Open HoneyryderChuck opened 12 years ago
Actually, after reading a bit more, the right solution would be defining a list of allowed domains, and then check the ORIGIN header field for the font resource request. If it belongs to the list of allowed domains, then fill the Access-Control-Allow-Origin field with the respective domain and ship the response.
I got a temporary work around working. Basically I rewrote some of the logic of the middleware in an intializer:
module FontAssets
class Middleware
def call(env)
origin = env["HTTP_ORIGIN"]
# intercept the "preflight" request
if env["REQUEST_METHOD"] == "OPTIONS"
return [200, access_control_headers(origin), []]
else
code, headers, body = @app.call(env)
set_headers! headers, body, env["PATH_INFO"], origin
[code, headers, body]
end
end
def access_control_headers(origin)
return {} unless allowed_origin?(origin)
{
"Access-Control-Allow-Origin" => origin,
"Access-Control-Allow-Methods" => "GET",
"Access-Control-Allow-Headers" => "x-requested-with",
"Access-Control-Max-Age" => "3628800"
}
end
private
def set_headers!(headers, body, path, origin)
if ext = extension(path) and font_asset?(ext) and allowed_origin?(origin)
headers.merge!(access_control_headers(origin))
headers.merge!('Content-Type' => mime_type(ext)) if headers['Content-Type']
end
end
def allowed_origin?(origin)
@origin.include?(origin)
end
end
end
It is not optimal, but it does the trick now. But instead of assigning a domain in application.rb, I have to assign an array of domains. I've noticed that the set_headers! function takes the body parameter needlessly. I'll try to work on this a bit more, but tell me what you think meanwhile.

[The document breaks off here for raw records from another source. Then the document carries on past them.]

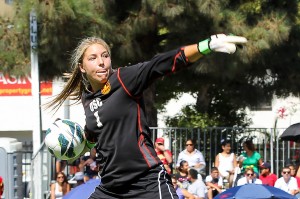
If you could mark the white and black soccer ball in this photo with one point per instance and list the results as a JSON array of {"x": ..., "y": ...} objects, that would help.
[{"x": 65, "y": 139}]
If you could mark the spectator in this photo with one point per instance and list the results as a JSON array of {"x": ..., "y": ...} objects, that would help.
[
  {"x": 177, "y": 188},
  {"x": 60, "y": 165},
  {"x": 61, "y": 187},
  {"x": 249, "y": 177},
  {"x": 164, "y": 155},
  {"x": 1, "y": 186},
  {"x": 293, "y": 173},
  {"x": 194, "y": 157},
  {"x": 226, "y": 162},
  {"x": 266, "y": 176},
  {"x": 182, "y": 193},
  {"x": 197, "y": 187},
  {"x": 79, "y": 177},
  {"x": 250, "y": 157},
  {"x": 182, "y": 175},
  {"x": 214, "y": 183},
  {"x": 287, "y": 183}
]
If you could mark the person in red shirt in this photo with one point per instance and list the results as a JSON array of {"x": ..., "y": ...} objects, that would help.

This is the right approach but has one issue with cloundfront as they don't support the vary
header and will cache whatever domain's "Access-Control-Allow-Origin" header gets served first. (The vary
header tells caches use headers and not just urls in their cache keys.)
Hi man,
Great gem you got there. I'm just missing something: What if I want to had more than one domain? Thing is, the way the Access-Control-Allow-Origin header field should work, the field has to be repeated in the header:
Access-Control-Allow-Origin: http://example.com Access-Control-Allow-Origin. https://example.com
At least that's what I read, comma separation doesn't work in this case.